1483746743.134338 logger-1 parent - - - info [#10005/10.1.1.2:51512] phase: handshake
1483746743.135891 logger-1 child - - - info [#10006/10.1.1.3:17887] accepted clear connection
1483746743.137351 logger-1 parent - - - info [#10006/10.1.1.3:17887] added peer
1483746743.137351 logger-1 parent - - - info [#10006/10.1.1.3:17887] peer connected
1483746743.137351 logger-1 parent - - - info [#10006/10.1.1.3:17887] phase: version
1483746743.137351 logger-1 script - - - info connection established
1483746743.139263 logger-1 parent - - - info [#10006/10.1.1.3:17887] peer sent class “worker-3-12”
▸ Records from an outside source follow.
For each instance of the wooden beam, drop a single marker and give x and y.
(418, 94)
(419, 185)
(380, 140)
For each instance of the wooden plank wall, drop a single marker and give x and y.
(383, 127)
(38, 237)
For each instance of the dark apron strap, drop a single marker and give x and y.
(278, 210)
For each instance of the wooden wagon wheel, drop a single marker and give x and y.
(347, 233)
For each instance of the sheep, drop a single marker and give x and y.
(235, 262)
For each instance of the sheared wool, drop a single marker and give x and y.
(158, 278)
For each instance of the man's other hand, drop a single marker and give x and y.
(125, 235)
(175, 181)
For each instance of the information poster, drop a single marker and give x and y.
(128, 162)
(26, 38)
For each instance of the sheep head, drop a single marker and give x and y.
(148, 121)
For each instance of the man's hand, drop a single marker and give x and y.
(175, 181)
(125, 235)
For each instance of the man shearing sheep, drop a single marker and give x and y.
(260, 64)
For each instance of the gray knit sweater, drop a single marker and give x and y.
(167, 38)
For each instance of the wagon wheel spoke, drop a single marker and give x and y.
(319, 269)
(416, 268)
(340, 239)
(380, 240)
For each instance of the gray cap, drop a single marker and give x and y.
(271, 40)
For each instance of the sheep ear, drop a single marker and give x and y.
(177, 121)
1483746743.139263 logger-1 parent - - - info [#10006/10.1.1.3:17887] phase: handshake
cluster-layout__2-loggers.bro (47.9 KB)
Here’s the 8-logger cluster-layout.
cluster-layout__8-loggers.bro (48.5 KB)
Actually file rotation does work but it’s prone to fail because of a timestamp collision. Each rotated file is named based on the timestamp when the rotation started… so they are about 10-20 seconds different in name. (ex: x509.22:51:59… x509.22:52:20… x509.22:52:30). I guess the fix would be to change the filenames relative to each logger, ex: “logger-1_x509…” or something more clever like merging all logger files into a single zip file.
A cluster-layout for 2 loggers is attached. I don’t think there’s anything to fix here based on the comments below.
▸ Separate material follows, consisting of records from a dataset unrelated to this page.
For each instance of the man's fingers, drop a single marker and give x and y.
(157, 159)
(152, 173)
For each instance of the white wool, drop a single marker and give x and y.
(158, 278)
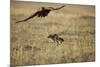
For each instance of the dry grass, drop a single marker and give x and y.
(29, 42)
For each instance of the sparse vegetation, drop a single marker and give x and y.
(29, 42)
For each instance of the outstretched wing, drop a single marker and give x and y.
(28, 18)
(56, 8)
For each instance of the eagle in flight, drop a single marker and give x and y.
(41, 13)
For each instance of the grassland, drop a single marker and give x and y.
(29, 42)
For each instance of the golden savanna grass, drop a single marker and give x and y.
(29, 42)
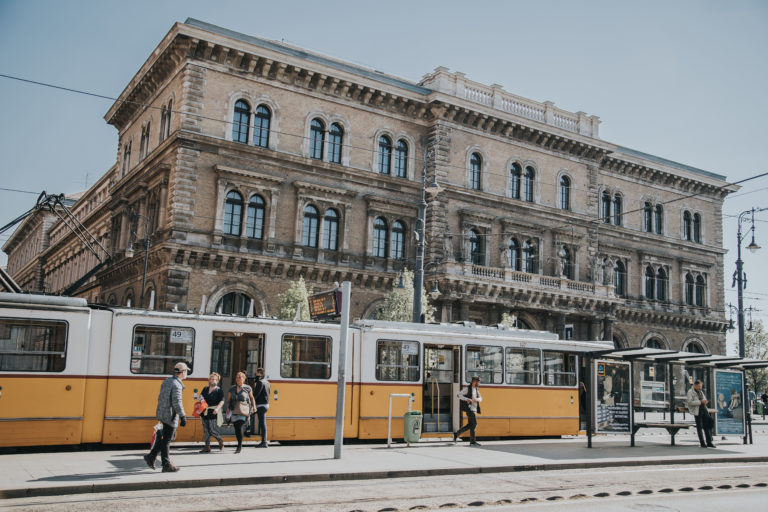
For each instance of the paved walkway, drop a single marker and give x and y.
(35, 474)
When I configure 8 loggers only 3 loggers are working. (logger-3, logger-4, and logger-8). I restarted the cluster and this time 5 of the loggers are working. (2,3,4,6,8). Still looking into why this happens. This problem would affect the Kafka export since each logger would be exporting. Restarting the failed loggers didn’t fix the log flow. It looks like they are associating with the assigned logger correctly after startup and there’s nothing indicative in the worker logs stderr or stdout.
From logger-1/communication.log after restarting logger-1 post-cluster startup:
1483746743.134338 logger-1 parent - - - info [#10005/10.1.1.2:51512] peer sent class “worker-1-8”
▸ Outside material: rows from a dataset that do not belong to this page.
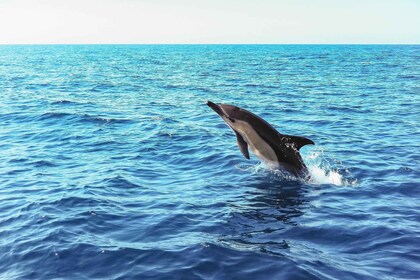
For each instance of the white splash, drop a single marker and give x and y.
(322, 171)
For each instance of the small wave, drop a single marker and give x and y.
(323, 171)
(63, 102)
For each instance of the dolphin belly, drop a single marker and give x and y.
(256, 144)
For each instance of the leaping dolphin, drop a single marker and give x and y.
(277, 150)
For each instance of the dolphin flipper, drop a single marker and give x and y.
(243, 146)
(297, 141)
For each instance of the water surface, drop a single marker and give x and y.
(112, 166)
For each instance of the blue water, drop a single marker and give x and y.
(112, 166)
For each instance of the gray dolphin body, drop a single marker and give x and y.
(277, 150)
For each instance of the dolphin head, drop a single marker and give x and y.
(229, 113)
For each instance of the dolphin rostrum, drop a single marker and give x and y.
(277, 150)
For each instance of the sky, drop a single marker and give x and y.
(209, 22)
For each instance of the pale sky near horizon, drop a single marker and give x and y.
(205, 21)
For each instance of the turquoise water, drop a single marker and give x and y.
(113, 167)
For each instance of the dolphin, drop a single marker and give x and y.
(277, 150)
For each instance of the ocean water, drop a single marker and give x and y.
(113, 167)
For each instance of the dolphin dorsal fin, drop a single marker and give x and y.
(297, 141)
(243, 146)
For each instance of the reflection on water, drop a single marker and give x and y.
(270, 207)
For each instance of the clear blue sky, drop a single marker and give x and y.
(209, 21)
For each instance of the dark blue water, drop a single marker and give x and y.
(112, 166)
1483746743.134338 logger-1 parent - - - info [#10005/10.1.1.2:51512] phase: handshake
1483746743.135891 logger-1 child - - - info [#10006/10.1.1.3:17887] accepted clear connection
1483746743.137351 logger-1 parent - - - info [#10006/10.1.1.3:17887] added peer
1483746743.137351 logger-1 parent - - - info [#10006/10.1.1.3:17887] peer connected
1483746743.137351 logger-1 parent - - - info [#10006/10.1.1.3:17887] phase: version
1483746743.137351 logger-1 script - - - info connection established
1483746743.139263 logger-1 parent - - - info [#10006/10.1.1.3:17887] peer sent class “worker-3-12”
1483746743.139263 logger-1 parent - - - info [#10006/10.1.1.3:17887] phase: handshake
2-logger cluster layout attached. (mailing list limits the message sizes to 100k).
cluster-layout__2-loggers.bro (47.9 KB)
It also appears that not all workers are connecting to the loggers.
This time after restarting 6 of 8 loggers are active but only 18 workers are actively sending data.
[bro@mgr /opt/bro]$ grep worker spool/logger-*/communication.log | awk ‘{print $2}’ | sort -u |grep -v logger | wc -l
18
I went back to testing Kafka only with logs to disk disabled and it seems to work fine with a single logger, the memory usage is stable but it will take a few days of testing to be sure.
Running
broctl print Communication::nodes
May shed some light on that.
If it times out you can do
broctl print Communication::nodes logger-1
broctl print Communication::nodes logger-2
broctl print Communication::nodes worker-1-1
broctl print Communication::nodes worker-1-2
broctl print Communication::nodes worker-1-3
to display it from individual nodes.
You may also just want to try running tcpdump when the workers start up, you should see tcp connections to 10.1.1.1 on ports 47761 and 47762 from the worker nodes.